The G class tram is based on the Alstom Flexity 2, which is used on several tram networks around the world, including the Gold Coast G:Link in Queensland. The tram is customised to Melbourne's network and includes 65% locally made content. The fleet is designed to use less electric power than the E Class so as not to require new power or traction infrastructure, and utilises onboard battery power storage which is recharged by the overhead lines and regenerative braking, thereby limiting current draw at peak times and reducing overall power use by 30-40%.

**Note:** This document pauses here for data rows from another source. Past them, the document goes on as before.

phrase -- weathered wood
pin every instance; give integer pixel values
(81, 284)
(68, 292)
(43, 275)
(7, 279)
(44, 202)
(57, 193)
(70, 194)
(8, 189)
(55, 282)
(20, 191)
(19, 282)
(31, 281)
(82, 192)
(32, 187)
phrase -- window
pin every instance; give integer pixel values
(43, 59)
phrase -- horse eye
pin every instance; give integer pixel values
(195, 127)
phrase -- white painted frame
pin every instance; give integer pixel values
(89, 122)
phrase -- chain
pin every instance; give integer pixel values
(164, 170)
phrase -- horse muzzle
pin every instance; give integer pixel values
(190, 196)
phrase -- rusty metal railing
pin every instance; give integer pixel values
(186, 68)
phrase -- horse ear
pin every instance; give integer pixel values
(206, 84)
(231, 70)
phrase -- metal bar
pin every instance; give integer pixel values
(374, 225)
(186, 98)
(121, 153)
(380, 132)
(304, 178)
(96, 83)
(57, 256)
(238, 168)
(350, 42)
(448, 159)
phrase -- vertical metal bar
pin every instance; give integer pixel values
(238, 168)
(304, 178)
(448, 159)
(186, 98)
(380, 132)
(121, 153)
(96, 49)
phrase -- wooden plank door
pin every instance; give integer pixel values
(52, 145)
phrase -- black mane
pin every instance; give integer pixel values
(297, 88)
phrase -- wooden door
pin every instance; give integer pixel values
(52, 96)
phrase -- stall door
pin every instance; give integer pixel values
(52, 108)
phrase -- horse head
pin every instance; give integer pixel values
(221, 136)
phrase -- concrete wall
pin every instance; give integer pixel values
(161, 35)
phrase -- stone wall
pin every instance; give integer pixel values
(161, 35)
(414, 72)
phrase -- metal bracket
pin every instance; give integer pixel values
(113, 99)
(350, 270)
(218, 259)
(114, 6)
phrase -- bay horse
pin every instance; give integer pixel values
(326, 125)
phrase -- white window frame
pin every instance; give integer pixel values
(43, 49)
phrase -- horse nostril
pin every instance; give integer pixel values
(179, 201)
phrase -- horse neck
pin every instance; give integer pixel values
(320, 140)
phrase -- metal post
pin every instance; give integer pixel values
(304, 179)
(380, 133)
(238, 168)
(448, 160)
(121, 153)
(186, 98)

Alstom has committed that the new trams will conform with federal disability-access regulations. The G Class is low-floor and includes additional doors for users of wheelchairs and mobility scooters. The Government had consulted extensively with accessibility, passenger, and technical stakeholders during the design process to refine the tram in response to needs and preferences.

The tram is 25 m long, designed to hold up to 150 passengers with seating for 48. That makes it smaller than the E Class tram, which can hold 210 passengers and is 33.45 m long, but they are able to carry more passengers than the Z or A Class trams.

=== Classification and numbering ===
At the time of contract award in April 2022, the new trams were classified "G Class", in keeping with Melbourne tramway practice to assign a letter-based classification to each different type of vehicle. This was selected as the new fleet is the seventh generation of trams to operate in Melbourne and the letter G is the seventh letter of the alphabet. Vehicles have also received numbers in the '7nnn' series.

== Maidstone tram maintenance and stabling facility ==

Maidstone Tram Depot is a new tram maintenance and stabling facility built in the suburb of Maidstone in suburban Melbourne, Victoria. It started construction in 2023 and opened for tram maintenance and commissioning activities in 2025. The new depot has 11 maintenance roads and stabling for up to 40 trams, with space to be expanded for up to 61 trams in future. It will be the main maintenance location for the new G Class fleet.

The depot is connected to the main Melbourne tram network via a short spur in Hampstead and Williamson roads that connects to Route 82 which currently runs from Moonee Ponds to Footscray. This depot will serve Routes 57, 59 and 82, which currently only run B and Z class high floor trams from the Essendon depot.